Letting My Daughter Go
When my daughter got married at 20, I worried she was too young. But I was the one who wasn’t ready.
I couldn’t let it go. I had wisdom on this matter. No matter how mature you may be, I told Emily, having a baby right away would jeopardize your studies and career: “You have no idea how all-consuming an infant is. Nobody does, until the day you bring one home.” I urged Emily, begged her, to postpone motherhood for a couple years at least.
She looked out the car window. “OK, Mom, I heard what you said, and I’ll take it into consideration. But, the decision, really, is between me and my husband.”
We drove home in silence, the word husband ringing in my ears.
The wedding unfolded without a glitch on a sunny, picture-perfect June day, with 200 friends, family members, and a fan club of girls. I danced the hora in a cloud of disbelief; the whole event seemed like an out-of-body experience.
The morning after, to my surprise, Emily’s friends had already posted chuppah photos on Facebook. I saw the Times wedding announcement. There was no denying it: I had a married daughter.
Michael and family members arrived later at our house for a brunch. When I saw my daughter in her new shiny sheitel, I just about lost it. Who was this young woman? I tried to be a gracious host, to act normal, until it was time for Emily and Michael to head to New York for their first sheva brachos and then move into their Brooklyn apartment. I fought back the tears, until their car pulled out of the driveway.
My sister hugged me. “It’ll be OK.”
But it wasn’t. The emotions I had put on hold arrived special delivery at 3:00 in the morning. I lay awake trying to get to the root of my anxiety. Did I really think she was too young for marriage? Was I worried that her dreams would be squelched? Did I think Michael was too frum?

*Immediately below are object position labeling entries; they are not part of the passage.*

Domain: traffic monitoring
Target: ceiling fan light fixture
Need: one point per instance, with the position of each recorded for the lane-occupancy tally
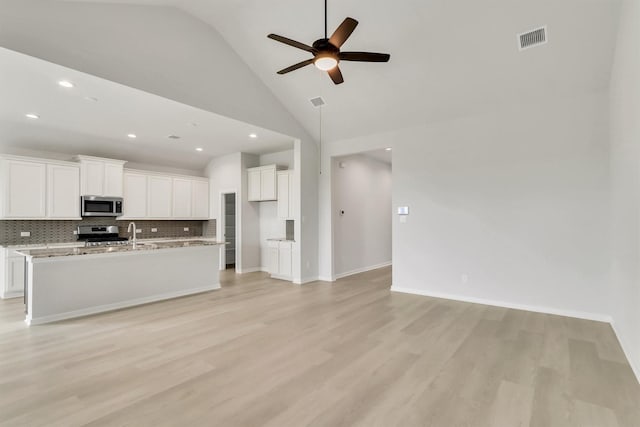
(325, 62)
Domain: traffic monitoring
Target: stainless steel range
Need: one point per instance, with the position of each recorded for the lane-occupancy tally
(101, 235)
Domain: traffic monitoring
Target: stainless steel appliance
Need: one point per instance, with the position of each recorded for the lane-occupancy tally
(101, 235)
(101, 206)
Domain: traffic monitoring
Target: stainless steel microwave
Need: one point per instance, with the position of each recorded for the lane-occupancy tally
(101, 206)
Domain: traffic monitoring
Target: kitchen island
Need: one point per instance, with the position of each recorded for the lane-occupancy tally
(63, 283)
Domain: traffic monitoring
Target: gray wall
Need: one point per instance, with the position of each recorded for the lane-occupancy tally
(516, 199)
(625, 183)
(362, 236)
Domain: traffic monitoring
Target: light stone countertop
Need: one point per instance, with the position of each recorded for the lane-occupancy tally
(80, 244)
(147, 245)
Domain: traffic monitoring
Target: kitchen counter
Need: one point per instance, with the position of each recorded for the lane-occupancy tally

Unable to fall back asleep, I got up and walked down the hallway to Emily’s room. I sat on her bed, the one her father had built for her, which I knew she’d probably never sleep in again. I looked at the plaques, awards, news clippings, fan letters, and bat mitzvah mementos decorating the walls. Emily’s beloved Jewish books filled one shelf, her childhood favorites on another. A pile of magazine samples sat on her desk. How long would I keep Emily’s room the same? Then I noticed a laundry basket filled with her clothes. Were those to be donated, folded, or was I supposed to wash them? I laughed. Some things never change.
As I sat in the stillness of her room, I realized that change was what I had been fighting all along. Change, the root of our fears. Until I learned to ride that wave, I’d be stuck on shore, pining for something out of reach.
That summer, during my wedding recovery phase, I met up with an old friend at Starbucks. When she asked me how I was doing, I told the truth: “I know I should be happy, and yet … I’m just not. I’m sad. Emily won’t be home at all this summer. I’ll miss our girl time, our family trips, the three kids staying up yakking half the night. Now when she visits, it will be with … him. They’ll probably stay in the guest room!”
My friend, a Jewish mom of three girls, squeezed my hand. “You’re right. Things are never going to be the same. But that doesn’t mean they won’t be good. Emily will still need you, just in different ways.”
I sipped my tea, blinking back tears.
And then my friend said something that took me by surprise. “You need to give yourself permission to grieve.”
“Grieve?” That sounded like an awful word to pair with a “wedding.”
“Yes. No matter how wonderful it is for her, you are experiencing a loss. Let yourself feel it. Mourn for it, and then you can move on.”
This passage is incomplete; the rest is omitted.